In this video I explain my method of teaching reiners to spin. There were lots of questions about this after Episode 29 of Jac. At the end of the video I also explain when I would modify this training.

3:03- I have three stages of teaching the spin. In the first stage I have the horses pivot on the ‘wrong’ foot because I can teach them to lock in on their hind end and draw their front legs closer to the hind legs, rounding their backs, and allowing them to step very clean with their front legs. I teach this stage to my reiners because I will eventually add speed. With speed many horses tend to flatten out and get their front feet too far out in front of them. By exaggerating the roundness of the back, the stationary hind end and the clean steps in the front end in the beginning I have had great success using this method with horses who will spin very fast later.

3:40-In stage two I add more speed which causes the horses to rock forward and begin shifting the hind legs, alternating between the right and left legs as they learn to balance while gaining speed. My goal here is to still keep the steps with the front feet very clean while allowing the horse to find his balance. Because I taught the horse to ‘lock in’ the hind end in stage one, the horses have less of a tendency to move around in their hind ends.

4:08- In the final stage I add more speed which fully moves most horses over to the ‘correct’ foot while still maintaining good, clean steps in the front end. A common problem when adding speed is the horse getting too stretched out-the front feet very far out in front-which can cause hopping or loss of speed. If this happens I can rock them back because I have taught them how in an earlier stage. Because I taught the spin with many steps I have many steps to go back to if problems occur.
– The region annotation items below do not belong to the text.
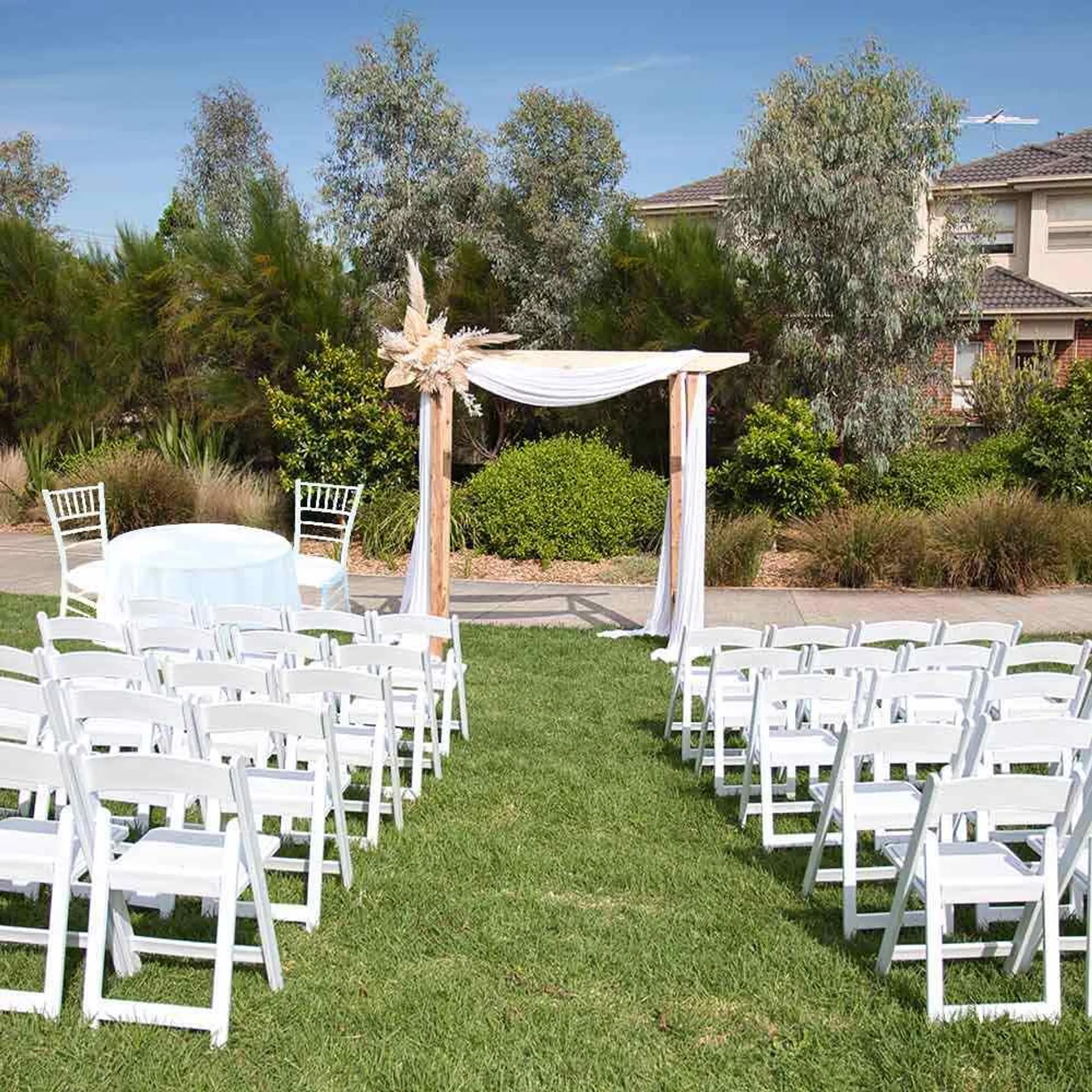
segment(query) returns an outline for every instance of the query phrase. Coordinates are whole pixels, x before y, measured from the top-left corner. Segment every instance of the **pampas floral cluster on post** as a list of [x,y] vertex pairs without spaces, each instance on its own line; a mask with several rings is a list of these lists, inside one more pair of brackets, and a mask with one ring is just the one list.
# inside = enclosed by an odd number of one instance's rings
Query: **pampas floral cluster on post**
[[413,383],[423,394],[436,394],[444,387],[453,388],[463,400],[467,413],[478,416],[482,407],[471,394],[467,367],[479,358],[480,351],[519,339],[519,334],[492,333],[489,330],[447,332],[448,314],[441,311],[428,320],[428,300],[420,268],[412,254],[406,254],[410,275],[410,301],[401,330],[379,330],[379,357],[393,366],[384,385],[405,387]]

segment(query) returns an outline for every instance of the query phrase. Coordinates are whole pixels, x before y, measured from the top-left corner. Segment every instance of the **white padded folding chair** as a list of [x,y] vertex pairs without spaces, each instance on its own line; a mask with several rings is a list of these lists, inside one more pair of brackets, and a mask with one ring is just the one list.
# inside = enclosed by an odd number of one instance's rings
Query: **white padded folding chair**
[[[393,644],[339,644],[333,650],[333,665],[377,675],[390,673],[394,727],[399,732],[411,733],[411,752],[408,756],[400,755],[399,763],[410,769],[407,797],[418,799],[424,788],[426,752],[432,773],[437,778],[443,776],[432,662],[428,652]],[[381,713],[379,703],[367,708],[361,699],[353,702],[354,721]]]
[[[852,723],[859,700],[859,677],[839,675],[759,676],[747,740],[739,795],[739,826],[747,827],[749,816],[760,817],[762,847],[783,848],[810,845],[814,833],[778,833],[774,817],[818,810],[809,796],[806,800],[774,799],[774,774],[784,769],[821,770],[834,761],[835,733]],[[807,709],[807,719],[800,710]],[[832,712],[828,715],[827,710]],[[758,802],[751,800],[751,785],[758,779]],[[788,794],[795,786],[786,782]]]
[[[681,735],[682,760],[693,757],[693,702],[704,697],[709,689],[709,664],[698,660],[711,660],[715,652],[732,649],[759,649],[765,640],[764,629],[747,626],[705,626],[701,629],[684,630],[679,646],[679,657],[675,664],[672,680],[672,696],[667,700],[667,719],[664,722],[664,738],[670,739],[675,733]],[[739,681],[741,676],[736,677]],[[675,720],[675,707],[682,702],[681,720]]]
[[[974,1016],[980,1020],[1057,1020],[1061,1014],[1061,972],[1058,939],[1058,830],[1047,827],[1043,856],[1029,863],[1000,842],[959,842],[951,829],[964,815],[988,812],[1048,814],[1063,822],[1083,797],[1081,775],[994,774],[982,778],[941,778],[930,774],[922,793],[917,818],[907,841],[889,841],[885,856],[899,869],[891,918],[883,931],[877,971],[886,975],[895,960],[926,964],[926,1011],[931,1021]],[[925,943],[900,945],[911,893],[925,903]],[[1010,956],[1008,941],[946,941],[950,907],[982,902],[1023,903],[1037,907],[1044,924],[1044,992],[1040,1001],[1000,1001],[947,1005],[943,964],[949,959]]]
[[[59,791],[62,783],[60,757],[56,752],[0,743],[0,785],[4,788],[21,796],[38,792],[48,796]],[[0,942],[46,949],[43,988],[0,988],[0,1009],[37,1012],[51,1020],[60,1016],[72,879],[82,867],[78,858],[70,807],[63,808],[57,820],[22,817],[0,820],[0,881],[14,891],[33,895],[43,883],[50,885],[52,891],[46,929],[0,925]]]
[[940,633],[940,619],[913,621],[909,618],[890,621],[858,621],[853,643],[869,644],[936,644]]
[[[402,830],[402,787],[399,776],[397,740],[394,733],[394,709],[390,677],[335,667],[296,667],[281,673],[283,698],[290,704],[316,709],[332,702],[336,710],[335,733],[337,753],[349,769],[368,771],[365,799],[346,796],[347,811],[365,812],[363,844],[375,848],[379,844],[379,822],[390,815],[396,830]],[[353,702],[361,701],[369,711],[379,703],[382,716],[363,717],[355,723]],[[384,793],[383,775],[389,774],[389,798]]]
[[970,644],[986,641],[1016,644],[1023,631],[1023,622],[1006,621],[946,621],[940,624],[938,644]]
[[[693,772],[712,767],[713,792],[727,796],[738,792],[727,781],[729,769],[741,770],[747,761],[747,732],[759,675],[795,675],[807,663],[806,649],[722,649],[713,653],[707,672],[704,712],[698,732],[698,745],[691,747]],[[729,733],[744,736],[743,747],[728,748]]]
[[[106,575],[106,489],[102,482],[71,489],[43,489],[41,499],[61,565],[61,615],[67,615],[73,604],[79,613],[94,615]],[[86,547],[98,556],[81,560],[88,553]]]
[[[287,740],[293,756],[286,765],[247,767],[244,776],[250,792],[251,807],[259,816],[282,820],[281,838],[306,842],[307,857],[265,858],[271,871],[305,874],[302,904],[274,902],[273,916],[282,922],[299,922],[308,933],[318,927],[322,913],[322,876],[335,873],[344,887],[353,886],[353,858],[345,822],[344,793],[349,776],[337,756],[334,713],[331,704],[319,709],[268,702],[204,702],[194,710],[194,721],[202,751],[222,760],[240,736],[265,733]],[[306,763],[306,769],[300,764]],[[216,816],[216,811],[212,812]],[[325,860],[327,819],[333,816],[336,859]],[[306,820],[306,831],[295,828]],[[218,827],[218,818],[216,819]]]
[[[459,615],[450,618],[437,615],[370,615],[372,638],[382,644],[401,644],[413,649],[429,649],[432,656],[432,681],[441,696],[440,738],[444,755],[451,750],[451,737],[458,732],[463,739],[471,737],[466,711],[466,661]],[[447,644],[442,655],[436,646]],[[459,698],[459,720],[453,721],[452,697]]]
[[[269,891],[265,862],[277,850],[277,839],[258,832],[241,759],[230,765],[177,756],[85,755],[74,748],[71,760],[91,794],[94,844],[90,854],[91,912],[84,972],[83,1014],[92,1026],[103,1020],[191,1028],[210,1033],[213,1046],[227,1042],[232,1012],[232,976],[236,962],[264,968],[271,989],[284,985]],[[183,827],[147,831],[139,842],[115,856],[110,814],[95,802],[134,792],[163,797],[216,800],[233,810],[224,832]],[[259,946],[235,942],[240,897],[250,888],[258,921]],[[133,935],[134,950],[213,963],[212,1004],[209,1007],[163,1001],[122,1000],[103,996],[109,900],[126,891],[145,895],[189,895],[207,900],[216,910],[216,940],[181,940]]]
[[41,648],[47,652],[60,652],[58,641],[83,641],[110,652],[128,652],[124,630],[97,618],[75,615],[70,618],[50,618],[45,610],[37,616],[38,633],[41,637]]
[[[859,779],[865,763],[875,769],[879,764],[877,759],[893,752],[915,764],[947,765],[959,752],[965,731],[963,725],[954,723],[899,723],[869,728],[847,724],[839,737],[830,781],[814,784],[810,790],[820,810],[803,892],[807,897],[816,883],[841,882],[842,931],[847,940],[858,929],[882,929],[888,923],[887,913],[857,910],[857,885],[895,877],[891,865],[858,865],[859,835],[870,832],[878,844],[882,834],[891,832],[901,832],[905,838],[921,804],[921,791],[912,781]],[[833,841],[829,838],[832,830],[841,835]],[[840,847],[839,867],[820,867],[828,845]]]
[[[296,529],[292,539],[296,581],[300,587],[318,589],[320,607],[339,595],[344,608],[349,608],[348,547],[363,491],[359,485],[296,480]],[[305,542],[335,548],[336,559],[301,553]]]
4:40- This is an example of my horse, Vaquero, spinning (and winning) at the 2011 Quarter Horse Congress Freestyle. Here you can see how the horse is holding his own frame without the bridle because of his early training. Vaquero spins much faster because he is a quick footed horse. To see the full ride; click here.

Not everyone teaches the spin the same way. The methods I use fit into my program.
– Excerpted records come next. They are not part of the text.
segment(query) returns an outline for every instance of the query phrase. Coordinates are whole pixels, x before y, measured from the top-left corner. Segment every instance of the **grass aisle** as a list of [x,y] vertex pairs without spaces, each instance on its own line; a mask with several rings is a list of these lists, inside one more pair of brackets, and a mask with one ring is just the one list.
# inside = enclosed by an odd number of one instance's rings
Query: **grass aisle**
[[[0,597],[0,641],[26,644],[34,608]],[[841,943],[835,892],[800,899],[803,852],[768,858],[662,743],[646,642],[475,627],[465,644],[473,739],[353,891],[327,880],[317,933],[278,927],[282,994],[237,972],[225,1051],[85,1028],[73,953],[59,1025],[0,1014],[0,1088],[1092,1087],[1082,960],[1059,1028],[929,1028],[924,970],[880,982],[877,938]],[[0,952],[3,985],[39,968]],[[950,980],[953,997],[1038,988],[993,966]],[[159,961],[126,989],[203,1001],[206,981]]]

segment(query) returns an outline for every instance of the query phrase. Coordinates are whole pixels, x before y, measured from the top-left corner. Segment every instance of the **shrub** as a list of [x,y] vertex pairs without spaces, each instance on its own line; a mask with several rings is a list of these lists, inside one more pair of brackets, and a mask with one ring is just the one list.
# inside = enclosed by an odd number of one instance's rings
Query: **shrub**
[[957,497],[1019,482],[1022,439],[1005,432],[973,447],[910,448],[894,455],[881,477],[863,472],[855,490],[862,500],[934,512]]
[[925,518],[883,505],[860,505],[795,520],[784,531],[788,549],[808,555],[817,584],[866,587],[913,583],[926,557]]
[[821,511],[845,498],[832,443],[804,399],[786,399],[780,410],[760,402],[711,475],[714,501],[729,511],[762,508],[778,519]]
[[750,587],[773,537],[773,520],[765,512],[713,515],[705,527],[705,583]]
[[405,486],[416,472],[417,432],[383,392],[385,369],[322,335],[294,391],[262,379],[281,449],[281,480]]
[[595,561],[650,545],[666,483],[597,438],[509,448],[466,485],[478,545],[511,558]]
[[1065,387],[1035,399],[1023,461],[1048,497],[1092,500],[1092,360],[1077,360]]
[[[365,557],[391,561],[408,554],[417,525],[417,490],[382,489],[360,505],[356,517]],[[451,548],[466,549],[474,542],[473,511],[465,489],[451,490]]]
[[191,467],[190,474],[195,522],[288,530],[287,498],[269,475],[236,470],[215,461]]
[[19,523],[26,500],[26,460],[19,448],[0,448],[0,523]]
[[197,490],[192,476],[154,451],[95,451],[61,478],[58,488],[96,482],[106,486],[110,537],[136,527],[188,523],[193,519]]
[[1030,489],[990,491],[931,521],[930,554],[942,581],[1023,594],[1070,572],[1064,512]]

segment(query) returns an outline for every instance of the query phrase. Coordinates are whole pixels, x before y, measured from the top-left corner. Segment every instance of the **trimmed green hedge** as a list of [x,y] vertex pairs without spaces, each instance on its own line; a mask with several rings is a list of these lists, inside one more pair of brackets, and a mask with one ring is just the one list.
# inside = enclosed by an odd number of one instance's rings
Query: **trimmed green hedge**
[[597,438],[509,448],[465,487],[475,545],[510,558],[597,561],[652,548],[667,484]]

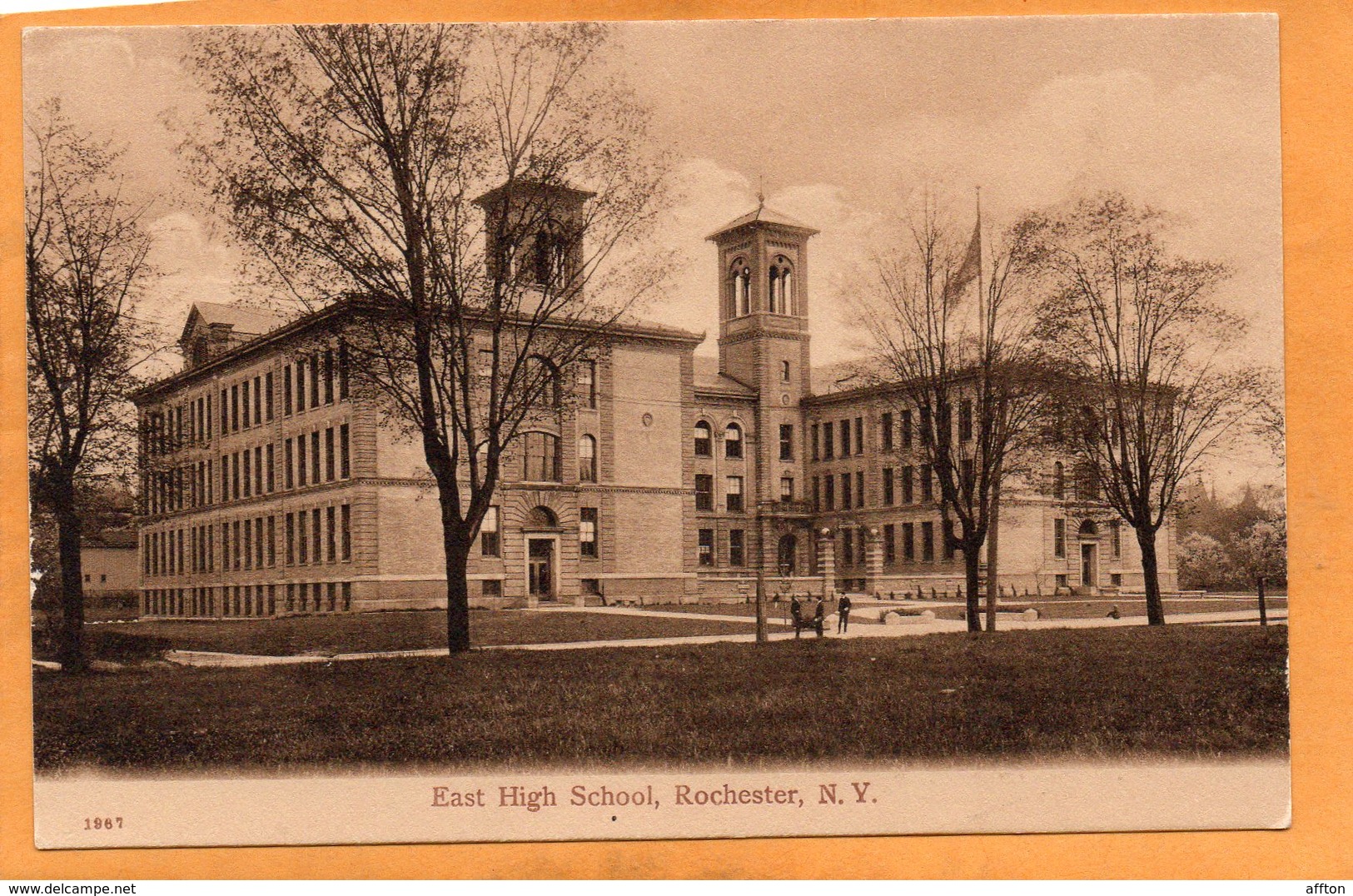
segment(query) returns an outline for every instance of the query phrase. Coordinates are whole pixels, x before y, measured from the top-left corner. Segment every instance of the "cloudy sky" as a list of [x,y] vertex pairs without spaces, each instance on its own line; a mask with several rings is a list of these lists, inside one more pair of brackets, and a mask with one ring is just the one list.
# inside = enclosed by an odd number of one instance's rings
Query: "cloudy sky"
[[[674,288],[651,317],[717,332],[704,237],[756,204],[821,230],[810,244],[816,363],[848,357],[847,284],[877,234],[939,189],[984,219],[1115,188],[1174,212],[1174,245],[1229,263],[1223,300],[1252,322],[1246,355],[1281,365],[1277,20],[1101,16],[632,23],[610,64],[681,160],[682,196],[655,241]],[[27,100],[60,95],[129,146],[161,200],[153,309],[177,336],[195,298],[237,294],[235,259],[188,200],[166,112],[200,103],[177,28],[26,35]],[[970,210],[955,208],[970,219]]]

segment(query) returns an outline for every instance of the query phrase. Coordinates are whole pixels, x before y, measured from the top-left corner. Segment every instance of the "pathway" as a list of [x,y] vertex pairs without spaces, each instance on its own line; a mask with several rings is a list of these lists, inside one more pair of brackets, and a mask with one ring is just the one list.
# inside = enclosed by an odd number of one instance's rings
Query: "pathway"
[[[737,620],[754,623],[750,616],[717,616],[713,613],[675,613],[663,610],[649,610],[629,606],[557,606],[551,608],[552,613],[612,613],[617,616],[656,616],[667,619],[709,619],[709,620]],[[877,623],[856,624],[846,635],[828,632],[828,637],[907,637],[912,635],[932,635],[936,632],[963,632],[967,625],[962,620],[907,617],[908,621],[898,625],[882,625]],[[915,621],[912,621],[915,620]],[[1287,612],[1276,610],[1269,614],[1273,625],[1287,624]],[[1170,624],[1204,624],[1204,625],[1258,625],[1256,610],[1224,610],[1216,613],[1178,613],[1170,616]],[[1122,628],[1128,625],[1146,625],[1145,616],[1128,616],[1124,619],[1040,619],[1001,620],[1001,631],[1027,631],[1046,628]],[[597,647],[675,647],[682,644],[716,644],[721,642],[748,643],[755,640],[754,632],[739,635],[683,635],[672,637],[625,637],[614,640],[590,642],[559,642],[545,644],[492,644],[478,650],[591,650]],[[789,640],[793,632],[773,631],[770,640]],[[805,633],[802,637],[815,639],[816,635]],[[330,663],[348,662],[354,659],[396,659],[405,656],[445,656],[445,647],[426,647],[421,650],[390,650],[364,651],[352,654],[302,654],[298,656],[260,656],[249,654],[223,654],[198,650],[175,650],[165,654],[165,659],[183,666],[283,666],[298,663]]]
Examples of places where I would not use this technique are;

  1.  when the horse will not be asked for speed; for example a western pleasure/horsemanship horse.
  2. if the horse isn’t going to physically be able to add a lot of speed.

In these examples it would be appropriate to teach the horse from the beginning to pivot on the ‘correct’ foot. The reason is that the horse is never going to add a great deal of speed so the other steps can be skipped.
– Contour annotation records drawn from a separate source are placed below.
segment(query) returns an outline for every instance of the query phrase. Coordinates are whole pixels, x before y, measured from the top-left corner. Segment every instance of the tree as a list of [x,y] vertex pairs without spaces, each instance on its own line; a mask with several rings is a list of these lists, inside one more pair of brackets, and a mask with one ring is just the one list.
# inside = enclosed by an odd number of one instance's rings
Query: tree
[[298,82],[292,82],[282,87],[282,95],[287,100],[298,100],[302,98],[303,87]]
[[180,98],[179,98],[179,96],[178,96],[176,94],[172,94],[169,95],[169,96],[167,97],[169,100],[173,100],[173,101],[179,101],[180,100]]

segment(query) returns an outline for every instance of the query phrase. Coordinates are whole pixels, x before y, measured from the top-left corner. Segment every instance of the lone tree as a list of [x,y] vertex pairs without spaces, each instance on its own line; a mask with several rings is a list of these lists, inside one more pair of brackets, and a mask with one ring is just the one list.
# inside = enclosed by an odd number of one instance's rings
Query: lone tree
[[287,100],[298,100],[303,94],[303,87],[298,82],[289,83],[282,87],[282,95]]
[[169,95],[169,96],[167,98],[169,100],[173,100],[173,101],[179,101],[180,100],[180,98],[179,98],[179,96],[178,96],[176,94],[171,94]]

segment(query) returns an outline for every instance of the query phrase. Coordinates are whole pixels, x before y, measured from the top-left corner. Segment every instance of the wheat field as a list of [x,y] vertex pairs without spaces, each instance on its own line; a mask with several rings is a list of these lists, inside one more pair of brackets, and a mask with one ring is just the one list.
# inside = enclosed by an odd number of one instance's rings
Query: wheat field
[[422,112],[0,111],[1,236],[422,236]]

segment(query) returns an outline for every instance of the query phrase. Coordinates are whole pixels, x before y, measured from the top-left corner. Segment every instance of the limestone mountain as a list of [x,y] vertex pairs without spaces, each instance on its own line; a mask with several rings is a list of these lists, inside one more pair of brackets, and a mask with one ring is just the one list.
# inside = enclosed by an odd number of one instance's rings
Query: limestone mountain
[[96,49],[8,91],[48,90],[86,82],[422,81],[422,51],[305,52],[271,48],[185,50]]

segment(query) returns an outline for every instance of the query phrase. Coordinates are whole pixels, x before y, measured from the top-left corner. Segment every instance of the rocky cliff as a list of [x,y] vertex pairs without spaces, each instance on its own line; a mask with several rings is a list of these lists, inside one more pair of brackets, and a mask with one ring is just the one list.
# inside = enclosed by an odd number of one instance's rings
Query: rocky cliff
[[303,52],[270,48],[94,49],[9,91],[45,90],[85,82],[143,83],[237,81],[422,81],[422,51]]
Wherever you are going to show you should know the rules. In many showmanship or horsemanship classes they will consider the inside hind to be correct; turning to the right they would want he horse pivoting on the right hind. In that case the horse should be trained accordingly.

This is an excerpt from the NRHA rulebook (National Reining Horse Association); “It is helpful for a judge to watch for the horse to remain in the same location, rather than watching for a stationary in- side leg. This allows for easier focus on other elements of the spin (i.e., cadence, attitude, smoothness, finesse, and speed).” 

The horses have some say over how they can most effectively use their bodies at high speed and that is why, in the end, some leeway is allowed. I remember one horse I was training that could spin a strong plus half or plus one spin if you allowed him to shift his hind legs around the way Newt was in the second example. If I focused on making him lock onto the ‘correct’ inside leg he could only go about half the speed which decreased his maneuver score. This particular horse was physically more comfortable in the frame where he could shift between his hind feet. He kept his hind end stationary so I preferred that with speed over ‘correct’ but slow.